Strategy 3 Considerations

  1. Key players to involve - Besides the purchasers who specialize in ICT procurement, it is essential to form a team of ICT managers from your organization. If at all possible, have a vendor meeting prior to issuing the RFP to get input from potential vendors.
  2. Staff training: Basic understanding of environmental life cycle assessment will be helpful but not essential. Staff will not need to know the math, or detail, of conducting one. However, it will be helpful for them to understand how to compare LCA results. For example, the concepts of “functional units” and “system boundaries” are basic to knowing what’s been included in the analysis and what has not, to ensure an “apples to apples” comparison. The American Center for Life Cycle Analysis can be a helpful source of training resources http://www.lcacenter.org/.
  3. Pair your efforts to reduce GHG footprint of services with internal conservation efforts to reduce unnecessary use of services where possible. For example, encourage employees to clean-out e-mail periodically.

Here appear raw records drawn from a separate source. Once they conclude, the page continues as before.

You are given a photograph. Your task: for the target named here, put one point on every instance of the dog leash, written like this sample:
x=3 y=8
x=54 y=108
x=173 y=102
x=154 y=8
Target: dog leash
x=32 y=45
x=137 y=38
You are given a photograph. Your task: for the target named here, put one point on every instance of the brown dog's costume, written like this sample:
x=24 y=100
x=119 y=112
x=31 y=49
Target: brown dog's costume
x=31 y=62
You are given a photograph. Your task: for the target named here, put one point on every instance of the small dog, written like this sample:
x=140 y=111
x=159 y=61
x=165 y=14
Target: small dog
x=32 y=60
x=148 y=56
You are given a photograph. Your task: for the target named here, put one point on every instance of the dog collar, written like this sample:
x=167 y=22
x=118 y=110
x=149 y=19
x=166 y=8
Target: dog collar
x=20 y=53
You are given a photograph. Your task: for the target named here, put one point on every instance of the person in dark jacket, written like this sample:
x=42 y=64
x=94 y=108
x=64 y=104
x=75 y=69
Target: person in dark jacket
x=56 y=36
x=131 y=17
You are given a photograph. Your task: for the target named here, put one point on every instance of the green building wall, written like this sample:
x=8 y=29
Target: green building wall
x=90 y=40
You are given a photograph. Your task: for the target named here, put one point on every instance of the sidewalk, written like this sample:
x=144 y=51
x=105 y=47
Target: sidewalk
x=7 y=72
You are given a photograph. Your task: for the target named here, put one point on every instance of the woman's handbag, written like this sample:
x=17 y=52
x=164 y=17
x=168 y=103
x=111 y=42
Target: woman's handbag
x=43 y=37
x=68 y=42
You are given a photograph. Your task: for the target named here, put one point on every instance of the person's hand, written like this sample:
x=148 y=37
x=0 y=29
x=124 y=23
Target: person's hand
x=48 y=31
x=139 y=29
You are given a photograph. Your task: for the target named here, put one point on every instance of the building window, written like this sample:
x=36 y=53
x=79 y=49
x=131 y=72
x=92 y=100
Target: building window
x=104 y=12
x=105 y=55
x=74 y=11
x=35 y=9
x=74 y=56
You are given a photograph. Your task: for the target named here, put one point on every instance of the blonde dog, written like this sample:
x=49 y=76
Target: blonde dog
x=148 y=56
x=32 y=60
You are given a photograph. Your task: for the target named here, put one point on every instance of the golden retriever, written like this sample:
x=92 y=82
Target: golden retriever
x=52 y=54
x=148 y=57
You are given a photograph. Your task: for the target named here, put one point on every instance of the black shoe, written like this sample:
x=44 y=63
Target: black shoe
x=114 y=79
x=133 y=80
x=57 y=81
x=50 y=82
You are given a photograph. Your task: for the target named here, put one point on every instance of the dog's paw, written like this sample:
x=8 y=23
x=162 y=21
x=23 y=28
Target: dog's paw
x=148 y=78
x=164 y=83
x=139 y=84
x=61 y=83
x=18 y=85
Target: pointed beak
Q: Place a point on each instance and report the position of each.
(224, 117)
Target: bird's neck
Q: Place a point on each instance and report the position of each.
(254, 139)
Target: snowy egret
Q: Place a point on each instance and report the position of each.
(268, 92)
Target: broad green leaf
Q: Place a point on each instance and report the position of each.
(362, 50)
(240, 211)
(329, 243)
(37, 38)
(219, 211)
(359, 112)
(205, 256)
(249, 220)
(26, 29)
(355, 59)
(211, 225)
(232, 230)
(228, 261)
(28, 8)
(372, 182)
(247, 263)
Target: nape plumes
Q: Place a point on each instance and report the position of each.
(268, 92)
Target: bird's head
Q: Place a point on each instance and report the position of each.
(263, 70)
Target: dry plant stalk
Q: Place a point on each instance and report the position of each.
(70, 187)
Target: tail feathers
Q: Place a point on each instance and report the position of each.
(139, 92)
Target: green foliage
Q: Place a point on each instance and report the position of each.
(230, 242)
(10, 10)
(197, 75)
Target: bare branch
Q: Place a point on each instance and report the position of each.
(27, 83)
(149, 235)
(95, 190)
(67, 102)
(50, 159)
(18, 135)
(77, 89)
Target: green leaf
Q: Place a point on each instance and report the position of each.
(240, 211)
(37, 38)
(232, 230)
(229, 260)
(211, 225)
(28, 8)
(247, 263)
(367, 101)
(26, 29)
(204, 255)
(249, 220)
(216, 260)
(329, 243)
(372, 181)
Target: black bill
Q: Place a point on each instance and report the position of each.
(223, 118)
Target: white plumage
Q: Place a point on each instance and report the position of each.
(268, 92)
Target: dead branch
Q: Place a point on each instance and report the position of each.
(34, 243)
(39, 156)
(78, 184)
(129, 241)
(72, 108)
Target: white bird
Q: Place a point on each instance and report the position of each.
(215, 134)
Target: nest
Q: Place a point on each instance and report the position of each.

  4. Address potential barriers / myths. For government, ICT can be one of an organization’s biggest carbon footprint procurement categories because information and communication is such a large part of what government does. Some may erroneously conclude that ICT should then be reduced, in order to lower overall emissions, and more paper should be used because paper doesn’t use electricity in its use phase. This is faulty logic. In most cases, using digital resources is environmentally preferable to creation of paper documents and publications. Use of ICT to decrease use of paper, decrease travel or improve logistics will result in a net carbon footprint reduction.